Carmelized Food Goo

        Shared by Heather Anne Nicoll

        Ingredients:

          Boneless chicken breasts
          Onions to taste
          Garlic to taste
          Provalone Cheese

          (I generally do about two chicken breasts, a smallish to medium sized onion, and two or three cloves of garlic, with four slices of pre-sliced cheese, when I make this. More will consistently generate leftovers.)

        Instructions: Cut up the onions and garlic into smallish pieces, and start to sautee them -- I generally do this in butter with a little soy sauce and white wine, I've also done it with vinegar; the base of the cooking will influence the eventual flavour, of course. Add the chicken bits, similarly lacked into tidy bite-sized bits.

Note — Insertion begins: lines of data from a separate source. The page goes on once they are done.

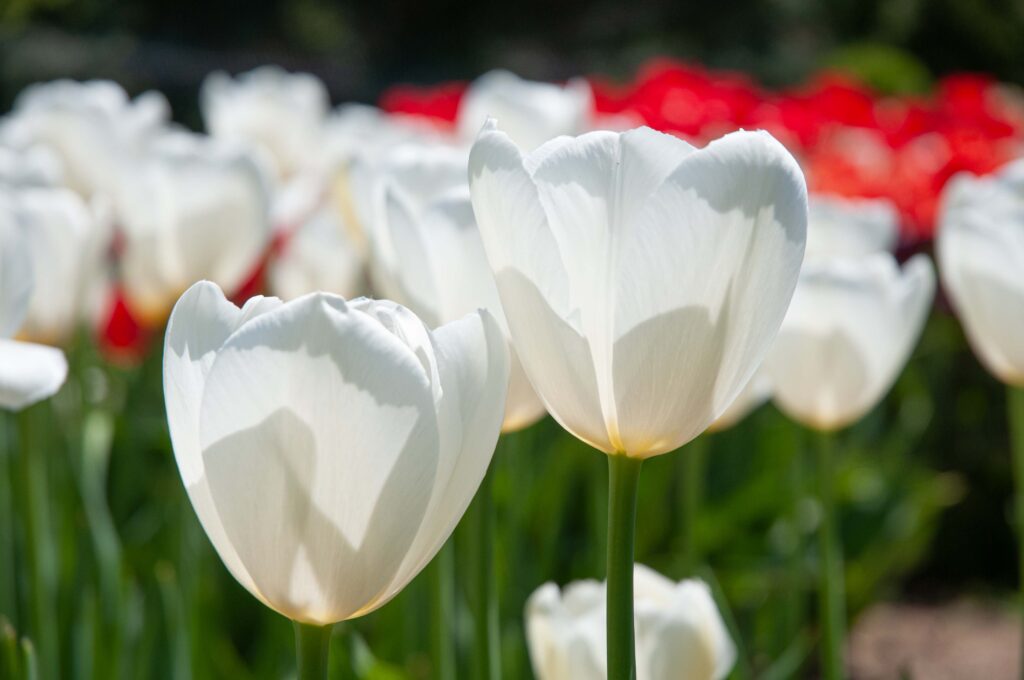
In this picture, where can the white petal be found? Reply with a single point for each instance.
(473, 367)
(201, 323)
(849, 331)
(704, 272)
(980, 246)
(534, 286)
(15, 274)
(320, 439)
(29, 373)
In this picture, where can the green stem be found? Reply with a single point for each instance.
(693, 457)
(1015, 406)
(442, 604)
(311, 646)
(486, 651)
(39, 538)
(830, 588)
(624, 484)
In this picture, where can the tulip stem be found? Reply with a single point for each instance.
(487, 647)
(442, 604)
(1015, 406)
(832, 607)
(312, 643)
(692, 490)
(624, 484)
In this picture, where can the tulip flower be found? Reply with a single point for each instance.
(850, 227)
(281, 113)
(981, 254)
(68, 245)
(91, 126)
(680, 633)
(981, 258)
(29, 373)
(643, 282)
(194, 209)
(329, 448)
(317, 256)
(530, 112)
(849, 331)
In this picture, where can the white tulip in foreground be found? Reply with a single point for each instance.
(329, 448)
(530, 112)
(279, 112)
(68, 246)
(92, 126)
(981, 259)
(851, 328)
(643, 281)
(29, 373)
(441, 272)
(193, 209)
(680, 633)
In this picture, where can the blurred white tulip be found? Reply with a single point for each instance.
(329, 448)
(68, 244)
(849, 331)
(29, 373)
(33, 166)
(420, 173)
(92, 126)
(194, 209)
(981, 259)
(440, 271)
(850, 227)
(317, 255)
(530, 113)
(643, 280)
(268, 108)
(680, 634)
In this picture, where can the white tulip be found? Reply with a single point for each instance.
(329, 448)
(851, 328)
(34, 166)
(680, 634)
(279, 112)
(441, 273)
(530, 112)
(194, 209)
(29, 373)
(643, 280)
(421, 172)
(318, 255)
(756, 393)
(92, 126)
(981, 257)
(850, 227)
(68, 244)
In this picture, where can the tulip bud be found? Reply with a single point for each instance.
(679, 631)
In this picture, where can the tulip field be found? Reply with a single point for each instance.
(679, 376)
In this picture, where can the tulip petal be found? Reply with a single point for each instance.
(852, 326)
(719, 244)
(29, 373)
(534, 287)
(322, 526)
(473, 368)
(15, 278)
(200, 324)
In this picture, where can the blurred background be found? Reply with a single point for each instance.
(925, 481)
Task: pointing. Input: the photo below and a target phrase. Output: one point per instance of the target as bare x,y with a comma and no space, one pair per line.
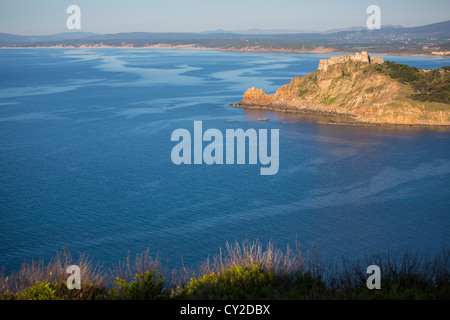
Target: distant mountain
352,37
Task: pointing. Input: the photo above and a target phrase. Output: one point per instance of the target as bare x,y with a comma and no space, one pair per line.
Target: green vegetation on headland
366,91
246,272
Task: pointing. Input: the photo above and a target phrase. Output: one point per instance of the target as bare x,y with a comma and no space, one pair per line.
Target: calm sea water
85,162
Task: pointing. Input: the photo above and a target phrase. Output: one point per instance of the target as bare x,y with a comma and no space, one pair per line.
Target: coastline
320,49
277,108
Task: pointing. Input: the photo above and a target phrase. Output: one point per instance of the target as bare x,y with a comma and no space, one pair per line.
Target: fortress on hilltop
363,57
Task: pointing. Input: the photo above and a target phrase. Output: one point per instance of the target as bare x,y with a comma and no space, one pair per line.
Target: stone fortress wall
363,57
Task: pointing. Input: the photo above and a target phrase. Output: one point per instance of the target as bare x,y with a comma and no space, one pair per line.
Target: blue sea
85,162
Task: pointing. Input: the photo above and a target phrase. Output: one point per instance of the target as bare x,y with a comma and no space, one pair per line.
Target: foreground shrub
147,286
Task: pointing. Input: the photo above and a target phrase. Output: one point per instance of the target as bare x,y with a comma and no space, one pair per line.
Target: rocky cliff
352,88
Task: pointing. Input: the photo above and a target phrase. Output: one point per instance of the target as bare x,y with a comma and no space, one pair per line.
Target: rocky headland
366,89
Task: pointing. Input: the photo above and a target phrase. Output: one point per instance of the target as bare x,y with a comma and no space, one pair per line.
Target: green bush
233,284
147,286
40,291
433,86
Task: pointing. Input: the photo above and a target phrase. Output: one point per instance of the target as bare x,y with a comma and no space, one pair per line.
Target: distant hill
388,39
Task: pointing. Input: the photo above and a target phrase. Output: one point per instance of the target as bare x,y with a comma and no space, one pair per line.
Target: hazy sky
33,17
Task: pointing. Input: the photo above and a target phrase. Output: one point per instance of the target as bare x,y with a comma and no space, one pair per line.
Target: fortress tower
362,57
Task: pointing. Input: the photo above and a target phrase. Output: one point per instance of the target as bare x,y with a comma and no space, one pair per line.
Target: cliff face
354,89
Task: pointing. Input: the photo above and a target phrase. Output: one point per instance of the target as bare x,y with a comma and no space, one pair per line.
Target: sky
40,17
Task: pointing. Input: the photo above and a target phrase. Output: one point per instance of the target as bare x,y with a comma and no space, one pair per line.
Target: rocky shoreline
353,122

        If the liquids boil away too much, add some water -- brown crackly bits are a good thing, black crackly bits less so, and one wants carmelized, not burnt. The broth that results from adding too much water soaks up well in bread, if there's bread handy, so I tend to find it better to err on the side of drowning.

        When meat is sufficiently cooked through, drape a few slices of the provalone cheese over the mass and turn down the heat. The cheese will soften and melt, and flipping the mass over and making sure it's all well-mixed will generate carmelized food goo.

        The goo is best eaten warm, as when it cools the cheese will resolidify and make the goo much less gooey. Cold food goo can be reheated fairly easily to restore its goo status, however.